A survey performed by the Association for Pet Obesity Prevention indicates that an estimated 20% of dogs in the United States are obese. We’re not talking "pleasantly plump" here but terribly, dangerously overweight. I wonder, would the owners of these pets work harder to help them lose weight if they truly understood the health risks associated with canine obesity?
Obviously, extra body fat adds to the weight of the body. Lugging around all that extra baggage generates wear and tear on joints, makes the cardiovascular and respiratory systems work harder than they should, and detracts from the joy of being a normal, active dog.
But there’s more to fat than meets the eye. We typically think of adipose tissue (the technical term for fat) as a way for the body to store energy. When dogs eat more calories than they burn off, the extra is stashed away to be used when resources are scarce. It’s a sensible system, but domesticated dogs rarely experience those "lean times" their fat was designed to help them weather.
Adipose tissue does more than store energy, however. It has been described as the largest endocrine (hormone producing) organ in the body. A partial list of hormones produced by fat cells includes leptin, several cytokines, adipsin and acylation-stimulating protein (ASP), angiotensinogen, plasminogen activator inhibitor-1 (PAI-1), adiponectin, steroid hormones, and resistin. 1 These hormones play a role in regulating inflammation, blood pressure, blood clotting, metabolic rates, the function of the immune system, reproduction, and healing.

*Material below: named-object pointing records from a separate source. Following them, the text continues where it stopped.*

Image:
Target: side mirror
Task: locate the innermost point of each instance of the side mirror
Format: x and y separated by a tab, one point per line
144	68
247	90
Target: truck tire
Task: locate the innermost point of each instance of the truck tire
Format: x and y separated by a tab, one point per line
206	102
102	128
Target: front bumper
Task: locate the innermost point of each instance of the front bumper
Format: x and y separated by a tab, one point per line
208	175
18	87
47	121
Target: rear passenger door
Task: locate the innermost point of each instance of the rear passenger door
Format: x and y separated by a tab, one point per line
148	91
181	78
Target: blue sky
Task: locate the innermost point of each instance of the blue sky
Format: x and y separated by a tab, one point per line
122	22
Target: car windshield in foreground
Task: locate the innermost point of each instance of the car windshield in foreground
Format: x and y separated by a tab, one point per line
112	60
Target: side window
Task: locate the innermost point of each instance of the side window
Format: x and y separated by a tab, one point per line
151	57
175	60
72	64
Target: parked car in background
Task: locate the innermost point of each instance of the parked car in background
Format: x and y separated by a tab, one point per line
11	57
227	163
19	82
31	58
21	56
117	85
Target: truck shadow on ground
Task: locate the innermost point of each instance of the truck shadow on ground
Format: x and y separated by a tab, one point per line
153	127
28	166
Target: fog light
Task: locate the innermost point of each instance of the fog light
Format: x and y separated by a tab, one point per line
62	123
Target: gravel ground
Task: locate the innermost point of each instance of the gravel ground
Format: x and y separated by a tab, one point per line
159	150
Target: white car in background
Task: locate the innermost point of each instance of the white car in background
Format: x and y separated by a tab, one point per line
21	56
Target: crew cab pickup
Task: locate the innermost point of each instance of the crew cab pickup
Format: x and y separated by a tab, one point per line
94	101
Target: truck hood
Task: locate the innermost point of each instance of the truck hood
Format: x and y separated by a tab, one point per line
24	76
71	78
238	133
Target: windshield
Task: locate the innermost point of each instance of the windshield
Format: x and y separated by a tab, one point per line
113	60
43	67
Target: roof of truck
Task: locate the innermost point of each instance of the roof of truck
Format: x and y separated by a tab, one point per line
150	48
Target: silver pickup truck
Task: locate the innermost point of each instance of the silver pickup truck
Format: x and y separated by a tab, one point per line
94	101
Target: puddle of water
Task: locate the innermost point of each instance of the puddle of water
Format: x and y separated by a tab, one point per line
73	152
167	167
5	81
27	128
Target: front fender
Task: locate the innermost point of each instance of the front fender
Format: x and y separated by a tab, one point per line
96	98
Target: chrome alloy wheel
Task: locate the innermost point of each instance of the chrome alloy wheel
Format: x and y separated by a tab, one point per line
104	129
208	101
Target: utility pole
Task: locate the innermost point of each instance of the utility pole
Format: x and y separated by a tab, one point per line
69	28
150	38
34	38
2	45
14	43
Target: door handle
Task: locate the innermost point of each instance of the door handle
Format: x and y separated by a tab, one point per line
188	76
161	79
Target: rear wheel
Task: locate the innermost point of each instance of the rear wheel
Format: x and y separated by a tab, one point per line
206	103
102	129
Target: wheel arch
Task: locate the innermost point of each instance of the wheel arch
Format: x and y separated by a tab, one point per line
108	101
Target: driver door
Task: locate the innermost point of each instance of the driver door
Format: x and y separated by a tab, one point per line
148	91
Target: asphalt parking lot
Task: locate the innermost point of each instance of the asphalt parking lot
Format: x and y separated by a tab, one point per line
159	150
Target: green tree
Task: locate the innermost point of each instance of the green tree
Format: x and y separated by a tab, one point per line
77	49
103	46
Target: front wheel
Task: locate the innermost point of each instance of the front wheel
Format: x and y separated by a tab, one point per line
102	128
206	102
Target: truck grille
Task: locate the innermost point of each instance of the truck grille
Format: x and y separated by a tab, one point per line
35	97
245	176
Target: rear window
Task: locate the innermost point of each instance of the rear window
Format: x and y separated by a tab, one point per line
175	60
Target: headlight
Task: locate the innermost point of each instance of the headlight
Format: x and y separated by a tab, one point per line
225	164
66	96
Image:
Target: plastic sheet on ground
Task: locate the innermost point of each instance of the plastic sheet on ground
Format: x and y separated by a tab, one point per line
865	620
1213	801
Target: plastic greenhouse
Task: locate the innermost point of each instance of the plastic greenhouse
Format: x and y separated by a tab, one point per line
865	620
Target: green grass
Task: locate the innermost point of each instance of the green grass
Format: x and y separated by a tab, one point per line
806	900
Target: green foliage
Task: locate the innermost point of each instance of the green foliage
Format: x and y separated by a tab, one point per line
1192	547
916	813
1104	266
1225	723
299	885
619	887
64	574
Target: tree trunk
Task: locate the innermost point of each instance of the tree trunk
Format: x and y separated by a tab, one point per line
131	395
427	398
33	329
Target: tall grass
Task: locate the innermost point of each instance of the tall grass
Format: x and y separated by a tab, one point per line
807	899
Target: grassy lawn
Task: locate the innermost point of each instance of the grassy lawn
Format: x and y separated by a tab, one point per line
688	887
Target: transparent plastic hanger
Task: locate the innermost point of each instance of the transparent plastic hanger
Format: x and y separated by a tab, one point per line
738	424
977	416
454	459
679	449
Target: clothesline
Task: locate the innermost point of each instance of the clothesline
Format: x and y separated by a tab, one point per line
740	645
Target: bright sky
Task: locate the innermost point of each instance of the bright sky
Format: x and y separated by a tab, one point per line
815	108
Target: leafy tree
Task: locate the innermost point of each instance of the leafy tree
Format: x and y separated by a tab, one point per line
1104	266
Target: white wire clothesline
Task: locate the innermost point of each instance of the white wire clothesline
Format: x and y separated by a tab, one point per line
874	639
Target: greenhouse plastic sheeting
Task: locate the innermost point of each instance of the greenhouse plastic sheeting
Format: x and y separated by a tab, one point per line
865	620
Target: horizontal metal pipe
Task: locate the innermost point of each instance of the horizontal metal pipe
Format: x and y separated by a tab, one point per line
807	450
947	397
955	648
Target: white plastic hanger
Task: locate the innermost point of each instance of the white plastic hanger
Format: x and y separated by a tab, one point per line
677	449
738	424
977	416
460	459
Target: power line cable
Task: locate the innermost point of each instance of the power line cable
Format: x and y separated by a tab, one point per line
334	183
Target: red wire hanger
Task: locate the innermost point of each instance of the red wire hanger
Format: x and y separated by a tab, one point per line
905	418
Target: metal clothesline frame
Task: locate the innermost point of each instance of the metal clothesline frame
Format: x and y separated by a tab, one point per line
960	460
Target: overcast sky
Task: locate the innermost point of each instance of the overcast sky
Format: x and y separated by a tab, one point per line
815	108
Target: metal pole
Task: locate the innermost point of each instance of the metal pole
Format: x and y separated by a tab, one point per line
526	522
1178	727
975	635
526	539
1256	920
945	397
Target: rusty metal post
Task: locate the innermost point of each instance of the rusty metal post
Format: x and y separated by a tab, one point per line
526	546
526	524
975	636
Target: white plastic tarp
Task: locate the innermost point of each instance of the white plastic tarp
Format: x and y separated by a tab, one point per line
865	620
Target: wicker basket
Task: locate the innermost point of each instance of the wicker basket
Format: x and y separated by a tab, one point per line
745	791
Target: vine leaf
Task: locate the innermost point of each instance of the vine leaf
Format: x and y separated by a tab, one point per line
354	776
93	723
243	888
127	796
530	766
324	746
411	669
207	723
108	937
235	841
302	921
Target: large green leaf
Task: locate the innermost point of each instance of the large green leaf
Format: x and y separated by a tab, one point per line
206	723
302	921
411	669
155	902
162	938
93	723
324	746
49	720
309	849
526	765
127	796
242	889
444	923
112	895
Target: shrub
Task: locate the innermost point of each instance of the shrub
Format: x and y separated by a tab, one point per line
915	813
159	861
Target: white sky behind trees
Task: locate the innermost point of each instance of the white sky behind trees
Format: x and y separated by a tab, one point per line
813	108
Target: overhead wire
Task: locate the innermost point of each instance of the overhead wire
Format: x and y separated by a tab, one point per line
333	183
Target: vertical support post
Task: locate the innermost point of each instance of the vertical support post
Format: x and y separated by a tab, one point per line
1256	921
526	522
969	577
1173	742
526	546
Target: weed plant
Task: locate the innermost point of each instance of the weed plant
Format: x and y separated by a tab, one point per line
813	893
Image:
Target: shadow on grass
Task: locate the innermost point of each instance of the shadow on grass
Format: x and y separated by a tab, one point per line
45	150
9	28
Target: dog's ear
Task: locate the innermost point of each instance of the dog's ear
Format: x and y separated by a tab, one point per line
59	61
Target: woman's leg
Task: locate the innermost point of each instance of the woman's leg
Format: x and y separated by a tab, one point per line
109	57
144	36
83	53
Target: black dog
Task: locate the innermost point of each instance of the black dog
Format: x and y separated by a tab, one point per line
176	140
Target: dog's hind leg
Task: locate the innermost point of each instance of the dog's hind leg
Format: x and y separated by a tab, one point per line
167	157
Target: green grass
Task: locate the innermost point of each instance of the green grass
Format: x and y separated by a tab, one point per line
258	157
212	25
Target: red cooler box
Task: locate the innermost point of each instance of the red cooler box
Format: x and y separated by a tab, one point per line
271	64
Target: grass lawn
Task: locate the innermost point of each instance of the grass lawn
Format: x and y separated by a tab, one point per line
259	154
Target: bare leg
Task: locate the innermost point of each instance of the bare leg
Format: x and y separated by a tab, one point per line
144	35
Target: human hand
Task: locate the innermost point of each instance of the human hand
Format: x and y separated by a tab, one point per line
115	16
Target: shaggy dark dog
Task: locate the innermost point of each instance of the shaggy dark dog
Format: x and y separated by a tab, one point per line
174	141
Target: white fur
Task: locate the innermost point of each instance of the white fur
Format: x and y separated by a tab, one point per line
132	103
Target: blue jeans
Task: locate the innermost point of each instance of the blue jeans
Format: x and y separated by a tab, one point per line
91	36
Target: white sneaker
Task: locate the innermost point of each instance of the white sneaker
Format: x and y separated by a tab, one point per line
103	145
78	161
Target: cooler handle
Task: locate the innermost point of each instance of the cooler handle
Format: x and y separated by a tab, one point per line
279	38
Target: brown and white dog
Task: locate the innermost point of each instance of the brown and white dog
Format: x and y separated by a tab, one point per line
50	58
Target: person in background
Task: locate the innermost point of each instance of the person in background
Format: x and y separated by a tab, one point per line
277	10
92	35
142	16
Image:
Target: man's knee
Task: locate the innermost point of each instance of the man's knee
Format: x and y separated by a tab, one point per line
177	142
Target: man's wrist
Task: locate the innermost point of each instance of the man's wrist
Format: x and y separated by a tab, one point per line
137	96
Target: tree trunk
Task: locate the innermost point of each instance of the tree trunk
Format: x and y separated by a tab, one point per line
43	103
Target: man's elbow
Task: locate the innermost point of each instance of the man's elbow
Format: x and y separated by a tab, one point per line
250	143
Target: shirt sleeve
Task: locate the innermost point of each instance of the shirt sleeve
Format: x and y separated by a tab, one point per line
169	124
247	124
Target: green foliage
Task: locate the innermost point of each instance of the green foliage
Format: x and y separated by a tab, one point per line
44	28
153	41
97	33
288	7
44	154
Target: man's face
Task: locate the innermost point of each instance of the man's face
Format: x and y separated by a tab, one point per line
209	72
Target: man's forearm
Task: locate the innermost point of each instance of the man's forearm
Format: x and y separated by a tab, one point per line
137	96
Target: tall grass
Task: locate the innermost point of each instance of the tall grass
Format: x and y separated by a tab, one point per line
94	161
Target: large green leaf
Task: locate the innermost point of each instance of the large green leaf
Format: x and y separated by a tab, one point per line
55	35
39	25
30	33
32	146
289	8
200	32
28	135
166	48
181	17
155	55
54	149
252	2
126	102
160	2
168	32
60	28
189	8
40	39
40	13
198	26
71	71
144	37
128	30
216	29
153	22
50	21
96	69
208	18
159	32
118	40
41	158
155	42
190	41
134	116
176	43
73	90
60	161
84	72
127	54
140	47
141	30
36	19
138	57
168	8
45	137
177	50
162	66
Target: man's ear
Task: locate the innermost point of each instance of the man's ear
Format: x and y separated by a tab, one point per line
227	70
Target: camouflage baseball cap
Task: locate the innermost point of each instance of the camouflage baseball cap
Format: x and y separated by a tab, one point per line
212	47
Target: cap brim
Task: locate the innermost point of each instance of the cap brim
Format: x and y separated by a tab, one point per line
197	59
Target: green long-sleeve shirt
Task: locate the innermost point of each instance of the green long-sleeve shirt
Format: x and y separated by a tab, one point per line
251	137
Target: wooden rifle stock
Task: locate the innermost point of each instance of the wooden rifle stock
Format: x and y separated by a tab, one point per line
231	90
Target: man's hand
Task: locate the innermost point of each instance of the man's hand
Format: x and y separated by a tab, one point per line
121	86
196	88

When a dog is close to its ideal body weight, adipose tissue produces hormones at appropriate levels and in concert with all his other endocrine organs. Obesity throws the whole system out of whack. Is it any wonder then that obese dogs are at excessive risk for:
- cruciate ligament rupture
- intervertebral disk disease
- congestive heart failure
- respiratory disease
- Cushing’s disease
- skin disorders
- heat exhaustion and heat stroke
- complications associated with anesthesia and surgery
- many types of cancer
In fact, a 2005 study 2 found that lean dogs lived almost two years longer than their overweight counterparts. Researchers paired up 48 Labrador retrievers. Essentially, one from each pair was allowed to eat as much as he or she wanted and the other was fed 75% of that amount from the time they were 8 weeks old until death. The study determined that the median life span of the restricted-fed dogs was 13 years but only 11.2 years in those individuals allowed free access to food.
Better health and a longer life … isn’t that worth keeping your dog slim?
Dr. Jennifer Coates
1. Adipose tissue hormones. Guerre-Millo M. J Endocrinol Invest. 2002 Nov;25(10):855-61. Review.
2. Influence of lifetime food restriction on causes, time, and predictors of death in dogs. Lawler DF, Evans RH, Larson BT, Spitznagel EL, Ellersieck MR, Kealy RD. J Am Vet Med Assoc. 2005 Jan 15;226(2):225-31.